La noticia que me dio los buenos días este 10 de diciembre fue que hay periodistas, artistas y activistas, en distintas provincias de Cuba, que no pueden salir de sus viviendas porque agentes policiales o de la Seguridad del Estado se lo impiden, bajo amenaza de ser privados de su libertad, aunque no pesen acusaciones en su contra, si se atreven a intentarlo. ¿Cómo puedo entonces escribir de cosas bonitas justamente hoy? ¿Cómo escribir de cine cuando hay colegas para quienes no habrá cine? ¿Cómo escribir de cine cuando sé que hoy no será posible que me encuentre con Abraham Jiménez o con Luz Escobar antes o después de ninguna película? ¿Cómo escribir de cine como si en la ciudad no nos faltaran también Camila Acosta, Jorge Olivera, Nancy Alfaya, Marthadela Tamayo, Luis Manuel Otero Alcántara, entre otros? Yo quisiera, en serio, escribir más a menudo sobre cosas bonitas, pero este gobierno bajo el que existo no me lo pone fácil. Y yo no sé mentir, yo no sé fingir, yo no sé callar lo que me pasa por dentro, yo no sé voltear la vista de la tragedia. Tampoco me interesa aprender a hacer nada de eso, ni entender a quienes saben cómo hacerlo y quedan con su conciencia tranquila.

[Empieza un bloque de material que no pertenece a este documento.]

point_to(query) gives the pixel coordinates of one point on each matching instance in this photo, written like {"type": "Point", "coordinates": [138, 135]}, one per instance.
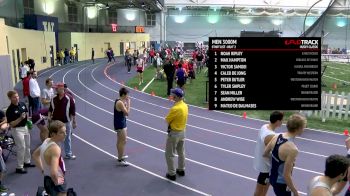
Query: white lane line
{"type": "Point", "coordinates": [337, 79]}
{"type": "Point", "coordinates": [344, 70]}
{"type": "Point", "coordinates": [149, 83]}
{"type": "Point", "coordinates": [140, 168]}
{"type": "Point", "coordinates": [160, 131]}
{"type": "Point", "coordinates": [189, 125]}
{"type": "Point", "coordinates": [204, 129]}
{"type": "Point", "coordinates": [190, 160]}
{"type": "Point", "coordinates": [224, 122]}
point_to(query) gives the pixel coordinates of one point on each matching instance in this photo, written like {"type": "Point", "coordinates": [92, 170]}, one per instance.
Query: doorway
{"type": "Point", "coordinates": [76, 52]}
{"type": "Point", "coordinates": [24, 54]}
{"type": "Point", "coordinates": [15, 72]}
{"type": "Point", "coordinates": [107, 45]}
{"type": "Point", "coordinates": [121, 48]}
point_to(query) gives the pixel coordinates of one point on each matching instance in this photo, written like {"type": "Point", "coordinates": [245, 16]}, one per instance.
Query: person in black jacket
{"type": "Point", "coordinates": [31, 64]}
{"type": "Point", "coordinates": [169, 71]}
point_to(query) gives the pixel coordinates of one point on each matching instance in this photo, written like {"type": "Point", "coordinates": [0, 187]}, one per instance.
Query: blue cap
{"type": "Point", "coordinates": [178, 92]}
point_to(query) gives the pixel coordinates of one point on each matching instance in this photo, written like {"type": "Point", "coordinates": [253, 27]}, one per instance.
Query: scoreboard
{"type": "Point", "coordinates": [264, 73]}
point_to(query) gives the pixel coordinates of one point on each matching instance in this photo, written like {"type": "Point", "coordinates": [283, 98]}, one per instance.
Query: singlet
{"type": "Point", "coordinates": [180, 74]}
{"type": "Point", "coordinates": [315, 182]}
{"type": "Point", "coordinates": [47, 172]}
{"type": "Point", "coordinates": [261, 164]}
{"type": "Point", "coordinates": [119, 118]}
{"type": "Point", "coordinates": [139, 64]}
{"type": "Point", "coordinates": [277, 165]}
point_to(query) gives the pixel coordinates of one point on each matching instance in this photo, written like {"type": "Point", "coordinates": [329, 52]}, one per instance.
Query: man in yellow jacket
{"type": "Point", "coordinates": [176, 119]}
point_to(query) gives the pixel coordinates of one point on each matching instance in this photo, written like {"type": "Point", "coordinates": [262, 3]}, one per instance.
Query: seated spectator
{"type": "Point", "coordinates": [336, 170]}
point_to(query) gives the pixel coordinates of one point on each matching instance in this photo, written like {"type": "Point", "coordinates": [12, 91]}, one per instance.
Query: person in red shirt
{"type": "Point", "coordinates": [152, 54]}
{"type": "Point", "coordinates": [26, 91]}
{"type": "Point", "coordinates": [194, 54]}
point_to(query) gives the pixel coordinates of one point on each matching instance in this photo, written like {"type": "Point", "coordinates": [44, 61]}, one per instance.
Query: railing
{"type": "Point", "coordinates": [335, 105]}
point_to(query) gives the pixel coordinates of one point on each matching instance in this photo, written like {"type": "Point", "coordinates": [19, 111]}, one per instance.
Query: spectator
{"type": "Point", "coordinates": [261, 165]}
{"type": "Point", "coordinates": [66, 56]}
{"type": "Point", "coordinates": [284, 153]}
{"type": "Point", "coordinates": [26, 92]}
{"type": "Point", "coordinates": [169, 70]}
{"type": "Point", "coordinates": [47, 93]}
{"type": "Point", "coordinates": [49, 160]}
{"type": "Point", "coordinates": [62, 57]}
{"type": "Point", "coordinates": [62, 108]}
{"type": "Point", "coordinates": [16, 115]}
{"type": "Point", "coordinates": [3, 127]}
{"type": "Point", "coordinates": [24, 70]}
{"type": "Point", "coordinates": [199, 61]}
{"type": "Point", "coordinates": [35, 92]}
{"type": "Point", "coordinates": [140, 68]}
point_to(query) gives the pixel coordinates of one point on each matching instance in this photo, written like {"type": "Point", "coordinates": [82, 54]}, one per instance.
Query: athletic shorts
{"type": "Point", "coordinates": [263, 178]}
{"type": "Point", "coordinates": [281, 190]}
{"type": "Point", "coordinates": [119, 130]}
{"type": "Point", "coordinates": [2, 165]}
{"type": "Point", "coordinates": [181, 83]}
{"type": "Point", "coordinates": [38, 119]}
{"type": "Point", "coordinates": [53, 189]}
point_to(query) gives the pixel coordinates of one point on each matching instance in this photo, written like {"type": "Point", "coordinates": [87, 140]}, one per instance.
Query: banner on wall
{"type": "Point", "coordinates": [42, 23]}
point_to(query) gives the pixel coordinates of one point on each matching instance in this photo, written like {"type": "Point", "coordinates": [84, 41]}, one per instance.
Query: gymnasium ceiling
{"type": "Point", "coordinates": [228, 7]}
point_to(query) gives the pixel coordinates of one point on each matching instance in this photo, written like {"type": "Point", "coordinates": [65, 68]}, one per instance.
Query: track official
{"type": "Point", "coordinates": [176, 119]}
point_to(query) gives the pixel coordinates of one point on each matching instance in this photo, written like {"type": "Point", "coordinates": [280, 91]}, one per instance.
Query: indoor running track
{"type": "Point", "coordinates": [219, 147]}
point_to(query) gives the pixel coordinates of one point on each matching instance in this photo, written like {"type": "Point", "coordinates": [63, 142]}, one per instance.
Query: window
{"type": "Point", "coordinates": [133, 45]}
{"type": "Point", "coordinates": [72, 13]}
{"type": "Point", "coordinates": [151, 19]}
{"type": "Point", "coordinates": [112, 14]}
{"type": "Point", "coordinates": [28, 6]}
{"type": "Point", "coordinates": [143, 44]}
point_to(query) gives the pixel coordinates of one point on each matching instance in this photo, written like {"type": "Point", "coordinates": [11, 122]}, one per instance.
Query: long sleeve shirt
{"type": "Point", "coordinates": [34, 88]}
{"type": "Point", "coordinates": [62, 109]}
{"type": "Point", "coordinates": [177, 116]}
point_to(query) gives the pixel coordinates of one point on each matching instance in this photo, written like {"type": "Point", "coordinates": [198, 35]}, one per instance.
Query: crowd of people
{"type": "Point", "coordinates": [66, 56]}
{"type": "Point", "coordinates": [275, 156]}
{"type": "Point", "coordinates": [170, 63]}
{"type": "Point", "coordinates": [52, 110]}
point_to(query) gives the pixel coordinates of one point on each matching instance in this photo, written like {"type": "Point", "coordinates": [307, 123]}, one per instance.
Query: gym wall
{"type": "Point", "coordinates": [100, 42]}
{"type": "Point", "coordinates": [22, 44]}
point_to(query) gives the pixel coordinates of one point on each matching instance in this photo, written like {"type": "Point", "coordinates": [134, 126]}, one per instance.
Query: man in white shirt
{"type": "Point", "coordinates": [262, 165]}
{"type": "Point", "coordinates": [47, 94]}
{"type": "Point", "coordinates": [24, 69]}
{"type": "Point", "coordinates": [34, 91]}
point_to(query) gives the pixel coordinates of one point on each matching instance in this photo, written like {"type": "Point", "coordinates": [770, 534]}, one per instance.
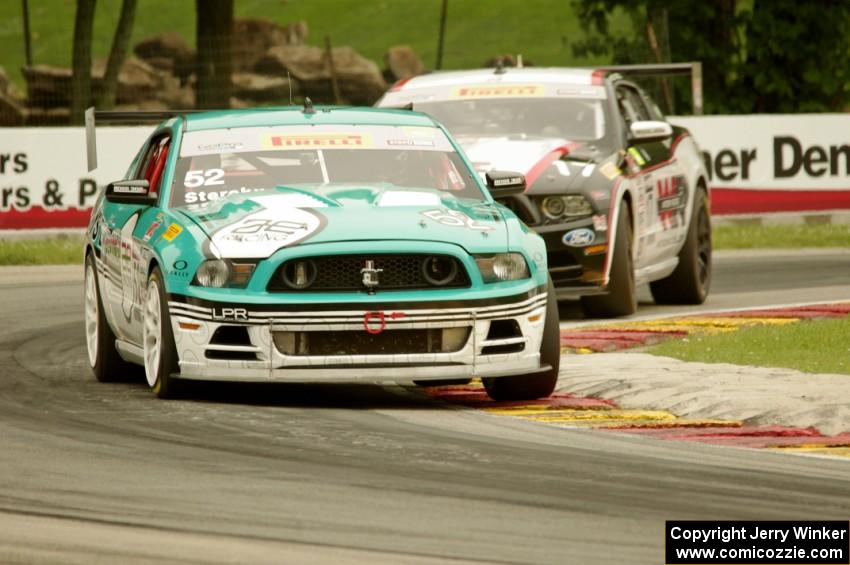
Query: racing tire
{"type": "Point", "coordinates": [621, 298]}
{"type": "Point", "coordinates": [690, 281]}
{"type": "Point", "coordinates": [160, 354]}
{"type": "Point", "coordinates": [534, 385]}
{"type": "Point", "coordinates": [104, 360]}
{"type": "Point", "coordinates": [444, 382]}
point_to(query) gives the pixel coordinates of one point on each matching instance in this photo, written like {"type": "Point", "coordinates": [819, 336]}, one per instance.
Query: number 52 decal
{"type": "Point", "coordinates": [210, 177]}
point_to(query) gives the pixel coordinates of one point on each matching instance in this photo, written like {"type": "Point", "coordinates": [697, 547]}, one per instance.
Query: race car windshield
{"type": "Point", "coordinates": [216, 163]}
{"type": "Point", "coordinates": [574, 119]}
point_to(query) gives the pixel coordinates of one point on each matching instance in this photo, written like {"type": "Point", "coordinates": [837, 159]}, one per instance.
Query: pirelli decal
{"type": "Point", "coordinates": [318, 141]}
{"type": "Point", "coordinates": [499, 91]}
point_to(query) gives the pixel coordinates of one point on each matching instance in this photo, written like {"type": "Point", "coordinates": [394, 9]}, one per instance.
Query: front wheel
{"type": "Point", "coordinates": [158, 340]}
{"type": "Point", "coordinates": [534, 385]}
{"type": "Point", "coordinates": [621, 298]}
{"type": "Point", "coordinates": [104, 360]}
{"type": "Point", "coordinates": [689, 283]}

No es la primera vez que algo así sucede. Las denuncias de cercos a viviendas de periodistas, activistas y artistas han abundado en lo que va de año, al igual que las noticias de detenciones arbitrarias, aunque últimamente parece que el método de impedir la salida de la vivienda, bajo amenaza de ir a prisión, se ha vuelto más popular. Alguien seguro piensa que este es un método más económico o menos llamativo que una detención. El pasado 25 de noviembre, Día Internacional de la Eliminación de la Violencia Contra la Mujer, ocurrió lo mismo, quizás a menor escala, que está ocurriendo hoy. No debería extrañarnos que el gobierno cubano considere peligrosas las fechas que se usan a nivel mundial para conmemorar las luchas por el respeto a los derechos humanos, pues el gobierno cubano, regido por la cúpula del Partido Comunista de Cuba, se ha sustentado y se sustenta en la limitación del ejercicio de los derechos humanos fundamentales. Todos estos despliegues de fuerza represiva, que parten de un abuso del poder que detentan las autoridades, hablan del miedo de ese gobierno a ciudadanos que no sienten miedo a ejercer sus derechos como seres humanos, es decir, que no aceptan ser sus súbditos. A ellos, y también a quienes podemos salir de nuestras casas e ir al cine, nos manda un mensaje muy claro: no hay derechos humanos, ni humanos, más importantes que la preservación del poder. Quien vaya al cine hoy y se crea que va porque quiere, porque es libre, se engaña. Hoy nos van a dejar ir al cine, como mismo nos dejaron ir ayer y nos van a dejar, o no, ir mañana.